Graphene, a two-dimensional nanomaterial has found significant attention due to its enormous surface area, thermal and mechanical stability, high mobility, and flexibility10. Graphene is found to be highly sensitive towards different gas analytes. The two-dimensional honeycomb structure along with single layer of carbon atoms facilitate higher sensitivity towards different analytes. Pristine graphene which is free of defects, has poor adsorption energy towards different gases. Introducing defects and dopants in the graphene matrix shall enhance the adsorption energy level and facilitate better charge transfer between the target analytes and graphene matrix. Chemical exfoliation of graphene leads to graphene oxide, which on reduction produces reduced graphene oxide (RGO). Reduced graphene oxide consists of several defect sites along with various functional moieties, that introduces several active sites for adsorption of target gases. The biggest advantage of RGO is its ability to detect trace gases even at room temperature. This makes RGO an ideal candidate to be utilized in future generation room temperature, low power, portable gas sensors.
In various industrial applications, ammonia is used as a common reagent. Ammonia is a highly pungent and toxic gas, which may cause severe effects on respiratory tracts, eyes, and skin, if exposed at higher concentrations (> 350 ppm)11,12. In case of prolonged exposure, severe health issues are observed in human beings, including death. According to OSHA (Occupational safety and health administration), 15–28% ammonia concentration by volume in air is considered highly dangerous to health13. The flammable nature of ammonia demands fabrication of sensors that must operate at room temperature. Few chemo-resistive ammonia sensors based on graphene are developed11,14,15,16,17,18,19,20,21, however their performances are not satisfactory. RGO based sensors that are previously reported, suffer from large response and recovery, baseline drift, poor recoverability, and unsatisfactory selectivity. Earlier reports on graphene-based gas sensors lack analysis under humidity environments. In case of resistive sensors, once the sensing layer gets deposited, it cannot be further tuned or modulated. These factors boost the motivation towards development of Field effect transistor (FET) based gas sensors, where the channel can be modulated even after the sensor is fabricated. This strategy might facilitate “sensitivity enhancement” by controlling the number of effective carriers in the channel region22.
In the present work, a field effect transistor (FET) has been fabricated to detect ammonia vapors selectively.

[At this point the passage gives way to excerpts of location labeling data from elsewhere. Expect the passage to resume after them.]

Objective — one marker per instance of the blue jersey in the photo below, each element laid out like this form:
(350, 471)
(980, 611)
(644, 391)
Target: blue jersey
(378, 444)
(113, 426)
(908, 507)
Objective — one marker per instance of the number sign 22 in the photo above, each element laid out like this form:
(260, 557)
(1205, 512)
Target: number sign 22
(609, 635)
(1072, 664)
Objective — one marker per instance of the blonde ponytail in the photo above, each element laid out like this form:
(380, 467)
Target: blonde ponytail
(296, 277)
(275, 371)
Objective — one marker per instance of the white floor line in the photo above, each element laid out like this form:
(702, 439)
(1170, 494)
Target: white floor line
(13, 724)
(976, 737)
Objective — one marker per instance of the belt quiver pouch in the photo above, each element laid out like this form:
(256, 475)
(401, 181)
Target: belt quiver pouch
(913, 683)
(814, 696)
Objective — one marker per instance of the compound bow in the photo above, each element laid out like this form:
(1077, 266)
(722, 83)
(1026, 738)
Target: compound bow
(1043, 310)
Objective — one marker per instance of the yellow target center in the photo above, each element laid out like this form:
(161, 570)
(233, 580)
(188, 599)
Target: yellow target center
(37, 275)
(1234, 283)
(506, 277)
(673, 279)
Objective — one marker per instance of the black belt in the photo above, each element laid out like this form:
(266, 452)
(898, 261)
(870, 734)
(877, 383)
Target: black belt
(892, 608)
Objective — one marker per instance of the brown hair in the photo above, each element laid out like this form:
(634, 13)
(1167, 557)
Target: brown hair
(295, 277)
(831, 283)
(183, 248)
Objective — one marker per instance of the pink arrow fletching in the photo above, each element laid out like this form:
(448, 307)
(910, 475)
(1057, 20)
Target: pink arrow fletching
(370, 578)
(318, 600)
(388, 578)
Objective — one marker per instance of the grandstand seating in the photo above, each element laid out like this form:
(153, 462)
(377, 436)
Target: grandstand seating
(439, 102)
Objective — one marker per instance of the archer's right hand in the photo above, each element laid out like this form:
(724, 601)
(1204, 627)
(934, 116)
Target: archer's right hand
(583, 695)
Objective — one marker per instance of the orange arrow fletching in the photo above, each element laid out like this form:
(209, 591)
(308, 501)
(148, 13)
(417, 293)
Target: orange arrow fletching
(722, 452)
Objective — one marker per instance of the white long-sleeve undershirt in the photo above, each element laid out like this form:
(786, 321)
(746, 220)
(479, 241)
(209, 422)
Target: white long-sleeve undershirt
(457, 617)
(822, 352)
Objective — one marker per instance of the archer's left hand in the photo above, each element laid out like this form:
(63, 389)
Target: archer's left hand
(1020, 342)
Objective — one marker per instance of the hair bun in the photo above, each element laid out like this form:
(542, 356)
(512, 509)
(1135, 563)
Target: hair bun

Curcumin reduced graphene oxide (Cur-rGO) is synthesized as the channel material and drop casted between the source and drain electrodes. Silk is used as the gate dielectric due to (i) high dielectric constant and (ii) ease of deposition. This reduces the fabrication cost and complexities. The current work demonstrates the play of gate voltage in tuning the type of charge carriers participating in the charge transfer/sensing mechanism. Even though RGO is known to be a p-type material, it is observed that application of proper gate voltage ensures electron participation for ammonia detection. During application of positive gate bias (0.6 V), the sensor exhibits enormous sensitivity of 634% at 50 ppm ammonia. When compared to zero gate bias (purely resistive-type) and negative gate bias, ~ 15 times enhancement in response is observed. The participation of electron enhances the rate of charge transfer, which is further reflected in response and recovery time analysis. The performance of these sensors under appropriate gate voltage reveals the significance of “optimization of gate electrostatics” in chemical sensors. The use of curcumin to reduce graphene oxide is also validated through Fourier transform infrared spectroscopy. The reduction through curcumin leads to complete removal of all other functional groups except hydroxyl (O–H bonds). These hydroxyl groups play a key role in determining the selectivity of the sensors towards ammonia. Cur-rGO was further characterized by FESEM, HRTEM, Raman spectroscopy and X-ray photoelectron spectroscopy to reveal its structural, morphological, and chemical properties. The Cur-rGO based silk FET exhibited good immunity against humidity and displayed good stability. Compared to the previous reports, its is evident that Cur-rGO silk FET with appropriate gate bias is highly efficient towards selective and sensitive detection of ammonia. These results prove that Cur-rGO silk FET based ammonia sensor can be used in future commercial low power, room temperature and portable gas detector systems.
Results
Morphological, structural, and compositional analysis of Cur-rGO was carried out through FESEM, HRTEM, XRD, FTIR, XPS and Raman spectroscopy. Figure 1a depicts the FESEM image of Cur-rGO, which reveals presence of enormous wrinkles over the sheets. Presence of wrinkles and the sheet like morphology is further confirmed by HRTEM as shown in Fig. 1b. Selective area electron diffraction (SAED) pattern in Fig. 1c shows the presence of multiple rings with different spot size and variable intensity. This confirms the random orientation of the sheets and presence of numerous defects. The two diffraction planes correspond to (002) and (100) planes of Cur-rGO. Figure 1d shows the lattice fringes, revealing the value of d-spacing to be 0.336 nm, very close to pristine graphene (0.36 nm).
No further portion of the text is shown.